Verandadan hic cikasi yoktu. Arada bir biz cikarip topraga bastiriyorduk, biraz hayati ogrensin diye. Ama yok. Miyavlaya miyavlaya pesimizden geliyodu, beni verandama goturun dercesine. Yine de bir gece verandada, kendi kafasi buyuklugunde helikopter bocegine benzer koca bir bocegi yakaladigini gorunce, ‘olacak olacak’ dedik, ‘kendi basinin caresine bakmaya alisacak.’
Azmiyle gunler boyle geciyordu. Misafirlerimiz gittiler. Bizim de ankaraya donme vaktimiz yaklasti. Azmiyi kime biraksak diye dusunmeye basladik. Hala cok zayifti, cok savunmasizdi.

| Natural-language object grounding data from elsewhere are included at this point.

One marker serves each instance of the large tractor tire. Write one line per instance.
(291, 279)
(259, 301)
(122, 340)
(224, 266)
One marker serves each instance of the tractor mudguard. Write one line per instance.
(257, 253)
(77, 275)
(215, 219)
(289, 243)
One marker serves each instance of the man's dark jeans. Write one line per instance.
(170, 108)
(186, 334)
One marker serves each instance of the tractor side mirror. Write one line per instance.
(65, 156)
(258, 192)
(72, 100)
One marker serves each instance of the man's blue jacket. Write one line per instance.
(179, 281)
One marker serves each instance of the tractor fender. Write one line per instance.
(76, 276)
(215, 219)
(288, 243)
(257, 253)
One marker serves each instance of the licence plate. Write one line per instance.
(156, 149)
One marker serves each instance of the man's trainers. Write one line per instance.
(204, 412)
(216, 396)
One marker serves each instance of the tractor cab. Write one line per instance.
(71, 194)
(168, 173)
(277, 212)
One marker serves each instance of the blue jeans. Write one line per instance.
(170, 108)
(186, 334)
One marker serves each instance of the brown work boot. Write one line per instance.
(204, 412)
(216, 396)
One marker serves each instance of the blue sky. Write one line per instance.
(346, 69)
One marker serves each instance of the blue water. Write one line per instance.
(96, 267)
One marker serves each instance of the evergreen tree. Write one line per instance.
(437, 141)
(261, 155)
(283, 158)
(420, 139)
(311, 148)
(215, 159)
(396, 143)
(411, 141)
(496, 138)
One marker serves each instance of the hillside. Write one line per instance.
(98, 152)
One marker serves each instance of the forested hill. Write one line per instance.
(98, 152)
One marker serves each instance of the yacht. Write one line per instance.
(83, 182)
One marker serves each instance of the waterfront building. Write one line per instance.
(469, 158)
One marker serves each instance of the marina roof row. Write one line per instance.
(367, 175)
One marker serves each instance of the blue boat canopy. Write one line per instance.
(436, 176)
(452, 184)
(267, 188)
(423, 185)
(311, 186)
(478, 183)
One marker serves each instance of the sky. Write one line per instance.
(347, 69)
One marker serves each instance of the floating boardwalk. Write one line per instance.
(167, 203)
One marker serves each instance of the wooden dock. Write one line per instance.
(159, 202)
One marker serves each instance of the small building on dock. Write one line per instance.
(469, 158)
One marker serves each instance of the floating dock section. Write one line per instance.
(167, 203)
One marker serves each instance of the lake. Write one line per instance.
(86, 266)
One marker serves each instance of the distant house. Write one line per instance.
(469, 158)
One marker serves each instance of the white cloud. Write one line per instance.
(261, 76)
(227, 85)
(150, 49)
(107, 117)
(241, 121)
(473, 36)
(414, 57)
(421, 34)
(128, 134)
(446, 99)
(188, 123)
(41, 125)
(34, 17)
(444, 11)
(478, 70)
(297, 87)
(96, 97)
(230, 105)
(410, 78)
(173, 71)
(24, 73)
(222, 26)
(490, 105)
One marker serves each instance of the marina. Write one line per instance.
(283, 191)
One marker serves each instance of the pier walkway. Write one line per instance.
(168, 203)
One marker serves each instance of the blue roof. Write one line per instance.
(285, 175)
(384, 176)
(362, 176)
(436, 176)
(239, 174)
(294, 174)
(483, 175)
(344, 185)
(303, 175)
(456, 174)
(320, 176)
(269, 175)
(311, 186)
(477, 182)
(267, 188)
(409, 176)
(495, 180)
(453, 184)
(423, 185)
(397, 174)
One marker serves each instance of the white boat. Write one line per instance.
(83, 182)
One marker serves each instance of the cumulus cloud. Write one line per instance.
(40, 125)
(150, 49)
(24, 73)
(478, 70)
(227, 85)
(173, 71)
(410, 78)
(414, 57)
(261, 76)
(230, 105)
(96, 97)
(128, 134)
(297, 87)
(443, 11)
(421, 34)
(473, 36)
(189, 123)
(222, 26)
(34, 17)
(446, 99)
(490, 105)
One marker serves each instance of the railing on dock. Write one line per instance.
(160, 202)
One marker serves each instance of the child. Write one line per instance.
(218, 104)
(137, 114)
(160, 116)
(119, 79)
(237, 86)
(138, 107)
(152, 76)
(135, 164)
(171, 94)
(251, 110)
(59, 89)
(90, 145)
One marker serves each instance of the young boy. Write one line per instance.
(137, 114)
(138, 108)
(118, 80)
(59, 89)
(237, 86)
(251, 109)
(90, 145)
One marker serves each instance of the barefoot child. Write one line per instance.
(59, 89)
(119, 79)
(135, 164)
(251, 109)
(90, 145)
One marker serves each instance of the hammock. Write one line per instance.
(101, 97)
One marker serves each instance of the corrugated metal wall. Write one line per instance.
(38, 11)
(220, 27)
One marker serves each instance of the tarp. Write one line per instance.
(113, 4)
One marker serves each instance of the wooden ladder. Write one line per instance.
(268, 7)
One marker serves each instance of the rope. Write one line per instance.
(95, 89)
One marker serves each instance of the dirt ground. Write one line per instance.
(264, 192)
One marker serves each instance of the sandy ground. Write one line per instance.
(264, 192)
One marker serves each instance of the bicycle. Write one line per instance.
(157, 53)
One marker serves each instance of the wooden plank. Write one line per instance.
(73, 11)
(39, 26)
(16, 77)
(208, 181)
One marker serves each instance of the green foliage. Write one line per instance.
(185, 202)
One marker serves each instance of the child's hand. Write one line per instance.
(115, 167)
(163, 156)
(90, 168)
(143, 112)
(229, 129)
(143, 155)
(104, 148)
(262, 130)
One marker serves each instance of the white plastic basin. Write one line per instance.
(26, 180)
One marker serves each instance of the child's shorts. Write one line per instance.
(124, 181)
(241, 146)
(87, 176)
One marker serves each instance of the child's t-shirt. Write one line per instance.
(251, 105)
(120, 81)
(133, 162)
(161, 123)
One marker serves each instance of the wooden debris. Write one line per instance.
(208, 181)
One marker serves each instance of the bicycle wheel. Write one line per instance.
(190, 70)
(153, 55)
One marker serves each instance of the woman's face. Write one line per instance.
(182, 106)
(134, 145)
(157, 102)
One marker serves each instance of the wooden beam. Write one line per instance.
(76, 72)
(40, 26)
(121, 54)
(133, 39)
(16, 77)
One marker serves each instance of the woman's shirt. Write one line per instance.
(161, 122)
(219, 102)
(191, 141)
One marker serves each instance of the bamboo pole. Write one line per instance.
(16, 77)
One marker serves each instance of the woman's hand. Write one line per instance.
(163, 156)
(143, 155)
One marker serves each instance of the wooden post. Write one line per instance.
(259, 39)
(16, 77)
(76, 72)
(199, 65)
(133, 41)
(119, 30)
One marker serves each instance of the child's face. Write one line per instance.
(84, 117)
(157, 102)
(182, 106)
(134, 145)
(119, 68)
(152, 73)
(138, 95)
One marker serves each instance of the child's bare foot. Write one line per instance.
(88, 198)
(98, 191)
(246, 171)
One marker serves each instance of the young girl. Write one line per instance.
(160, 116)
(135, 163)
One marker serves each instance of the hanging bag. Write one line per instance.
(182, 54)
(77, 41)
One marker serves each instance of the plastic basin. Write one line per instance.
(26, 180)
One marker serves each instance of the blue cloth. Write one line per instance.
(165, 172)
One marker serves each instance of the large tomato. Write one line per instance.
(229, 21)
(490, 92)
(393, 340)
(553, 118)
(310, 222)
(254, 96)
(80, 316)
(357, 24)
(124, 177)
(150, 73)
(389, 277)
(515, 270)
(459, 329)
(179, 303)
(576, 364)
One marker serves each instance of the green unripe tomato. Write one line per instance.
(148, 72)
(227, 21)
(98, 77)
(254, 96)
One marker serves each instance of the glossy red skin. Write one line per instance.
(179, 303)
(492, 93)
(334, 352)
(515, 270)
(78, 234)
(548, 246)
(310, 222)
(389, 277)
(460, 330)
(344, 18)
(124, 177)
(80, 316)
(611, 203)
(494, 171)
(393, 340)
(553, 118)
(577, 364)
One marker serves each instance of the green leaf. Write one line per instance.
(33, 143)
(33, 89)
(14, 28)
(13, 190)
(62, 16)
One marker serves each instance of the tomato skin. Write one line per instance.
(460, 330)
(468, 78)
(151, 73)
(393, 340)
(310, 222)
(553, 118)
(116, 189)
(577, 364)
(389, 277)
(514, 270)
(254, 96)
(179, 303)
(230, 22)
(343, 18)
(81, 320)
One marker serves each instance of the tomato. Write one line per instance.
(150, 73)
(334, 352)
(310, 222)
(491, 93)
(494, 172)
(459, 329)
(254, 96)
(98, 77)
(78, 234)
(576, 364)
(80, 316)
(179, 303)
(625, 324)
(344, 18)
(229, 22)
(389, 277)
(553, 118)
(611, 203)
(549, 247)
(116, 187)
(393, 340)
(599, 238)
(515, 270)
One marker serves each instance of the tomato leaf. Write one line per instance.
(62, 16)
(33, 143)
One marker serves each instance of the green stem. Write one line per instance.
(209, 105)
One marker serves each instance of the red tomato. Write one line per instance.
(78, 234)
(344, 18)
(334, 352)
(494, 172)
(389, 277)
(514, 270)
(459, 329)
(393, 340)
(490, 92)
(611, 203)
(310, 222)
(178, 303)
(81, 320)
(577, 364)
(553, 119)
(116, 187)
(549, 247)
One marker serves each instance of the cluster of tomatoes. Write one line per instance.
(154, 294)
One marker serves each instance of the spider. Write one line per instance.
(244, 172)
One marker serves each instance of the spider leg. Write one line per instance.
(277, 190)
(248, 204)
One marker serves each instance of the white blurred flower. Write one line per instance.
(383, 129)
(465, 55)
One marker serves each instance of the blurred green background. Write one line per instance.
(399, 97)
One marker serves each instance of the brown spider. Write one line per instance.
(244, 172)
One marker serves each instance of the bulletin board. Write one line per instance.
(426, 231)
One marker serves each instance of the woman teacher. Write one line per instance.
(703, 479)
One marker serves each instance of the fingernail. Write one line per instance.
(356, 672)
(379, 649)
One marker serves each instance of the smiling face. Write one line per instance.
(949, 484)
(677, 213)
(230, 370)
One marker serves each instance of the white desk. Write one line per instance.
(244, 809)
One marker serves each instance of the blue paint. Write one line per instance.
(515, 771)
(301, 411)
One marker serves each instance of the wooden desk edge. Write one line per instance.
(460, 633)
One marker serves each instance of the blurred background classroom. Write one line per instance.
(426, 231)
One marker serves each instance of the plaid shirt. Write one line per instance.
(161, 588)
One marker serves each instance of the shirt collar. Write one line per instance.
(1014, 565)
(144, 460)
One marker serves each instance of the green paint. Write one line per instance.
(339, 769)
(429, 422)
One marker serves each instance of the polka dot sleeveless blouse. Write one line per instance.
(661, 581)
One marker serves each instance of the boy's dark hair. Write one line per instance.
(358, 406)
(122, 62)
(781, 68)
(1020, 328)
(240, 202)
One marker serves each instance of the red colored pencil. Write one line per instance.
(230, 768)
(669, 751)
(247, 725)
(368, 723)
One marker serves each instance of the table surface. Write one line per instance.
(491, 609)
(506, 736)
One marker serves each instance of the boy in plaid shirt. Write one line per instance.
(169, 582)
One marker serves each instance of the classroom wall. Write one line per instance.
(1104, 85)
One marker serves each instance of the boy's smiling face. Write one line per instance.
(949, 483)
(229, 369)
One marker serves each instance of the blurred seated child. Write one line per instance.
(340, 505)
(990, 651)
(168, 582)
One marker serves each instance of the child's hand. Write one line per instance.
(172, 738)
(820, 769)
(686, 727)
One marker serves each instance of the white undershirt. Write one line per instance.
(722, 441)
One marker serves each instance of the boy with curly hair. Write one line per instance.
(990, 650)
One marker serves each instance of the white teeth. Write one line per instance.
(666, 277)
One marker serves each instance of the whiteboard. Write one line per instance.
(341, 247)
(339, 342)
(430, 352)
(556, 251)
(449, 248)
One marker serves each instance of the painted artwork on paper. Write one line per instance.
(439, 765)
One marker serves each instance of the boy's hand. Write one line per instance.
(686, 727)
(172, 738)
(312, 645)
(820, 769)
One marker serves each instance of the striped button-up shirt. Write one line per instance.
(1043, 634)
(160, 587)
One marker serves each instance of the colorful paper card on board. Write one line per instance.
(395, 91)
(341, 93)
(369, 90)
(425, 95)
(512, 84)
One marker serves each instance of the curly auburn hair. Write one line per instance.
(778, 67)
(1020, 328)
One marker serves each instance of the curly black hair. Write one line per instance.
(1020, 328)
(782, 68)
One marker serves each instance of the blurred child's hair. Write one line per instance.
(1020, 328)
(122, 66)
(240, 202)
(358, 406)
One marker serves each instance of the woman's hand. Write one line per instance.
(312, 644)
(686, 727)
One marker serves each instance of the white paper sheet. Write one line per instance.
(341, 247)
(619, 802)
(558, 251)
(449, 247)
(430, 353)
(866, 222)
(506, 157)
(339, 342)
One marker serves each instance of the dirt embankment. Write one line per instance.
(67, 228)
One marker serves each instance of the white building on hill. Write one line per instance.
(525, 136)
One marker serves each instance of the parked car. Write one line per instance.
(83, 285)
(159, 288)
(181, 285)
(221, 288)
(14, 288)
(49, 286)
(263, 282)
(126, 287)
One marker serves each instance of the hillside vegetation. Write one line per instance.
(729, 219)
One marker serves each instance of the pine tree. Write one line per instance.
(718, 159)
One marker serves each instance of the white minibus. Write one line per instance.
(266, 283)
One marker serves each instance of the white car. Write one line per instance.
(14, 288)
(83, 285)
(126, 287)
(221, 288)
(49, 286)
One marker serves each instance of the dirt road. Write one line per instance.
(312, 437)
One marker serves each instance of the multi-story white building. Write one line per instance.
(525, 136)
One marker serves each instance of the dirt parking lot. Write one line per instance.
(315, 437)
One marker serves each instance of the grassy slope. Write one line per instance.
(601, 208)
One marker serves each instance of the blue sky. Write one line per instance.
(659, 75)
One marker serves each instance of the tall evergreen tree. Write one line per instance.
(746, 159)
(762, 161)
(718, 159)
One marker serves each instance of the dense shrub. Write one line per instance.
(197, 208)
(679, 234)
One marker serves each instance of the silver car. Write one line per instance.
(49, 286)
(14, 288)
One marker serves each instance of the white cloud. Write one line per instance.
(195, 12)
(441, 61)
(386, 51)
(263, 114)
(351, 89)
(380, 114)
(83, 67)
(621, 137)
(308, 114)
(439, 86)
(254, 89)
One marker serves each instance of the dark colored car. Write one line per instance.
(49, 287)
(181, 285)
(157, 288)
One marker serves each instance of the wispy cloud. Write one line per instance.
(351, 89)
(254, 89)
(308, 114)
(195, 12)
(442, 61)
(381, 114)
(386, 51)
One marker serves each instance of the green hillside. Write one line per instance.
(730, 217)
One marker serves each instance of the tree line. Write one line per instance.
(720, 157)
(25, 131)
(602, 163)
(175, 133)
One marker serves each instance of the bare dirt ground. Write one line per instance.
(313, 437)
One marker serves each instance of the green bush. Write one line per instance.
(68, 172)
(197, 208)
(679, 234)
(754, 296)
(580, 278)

Kuru mama alistirmalari iyi gitmiyordu, o yuzden hala ishaldi. Yanimiza geleli on gun olmustu. Gitmemize iki-uc gun kalmisti. Azmi toparlamisti ama hala bakima muhtacti. Gece anne sicakligi versin diye yanina sicak su sisesi koyuyorduk hala. Kucuk bebek gibiydi, ilgi ve oyun istiyordu. Her kedi gibi oksanmaya bayiliyodu. Sanki insanlarla ilgili ilk once oksamanin ona verdigi hazzi ogrenmisti. Elimizi ona dogru tutunca, dumduz yuruyup kafasini boganin toslamasi gibi elimize dayayiveriyordu.
Azmili onikinci gunun sabahinda, 7 ekim gunu, onu kutusunda baygin bulduk. Bu sefer durum hic ic acici degildi. Kutunun icine pislemis ve oyle yatip kalmisti. Garip bir sekilde, ic ceker gibi nefes aliyordu. Boynundan tutup kaldirdim, ayakta durmaya zorladim. Yok… gozlerinin feri gitmisti. Bugulu bakiyordu. Onceki gece iyidi, yuruyodu, yemek de yemisti. Sasirmistik. Hemen veterinere goturduk ve eski turk filmlerinin meshur repligini dinledik: yapacak bisey kalmamis. Anlasilan azminin zayif bedeni buraya kadar demisti.
Ribery Azmi’nin hem beklenmedik hem beklenen ölümü sarsti bizi ama, yine de gerekeni yapabilecek metaneti bulduk kendimizde. Belki doktorun bize asiladigi elimizden geleni yaptik hissinin gururuyla, belki de bir insani gorev bilinciyle, her nasilsa iste… Bir kac saat sonra, azmicigi evimizin bahcesine, begonvillerin golgesindeki deniz manzarali yeni evine birakmis, verandada sessiz oturuyorken, sanirim yaşamı ve ölümü dusunuyorduk ikimiz de.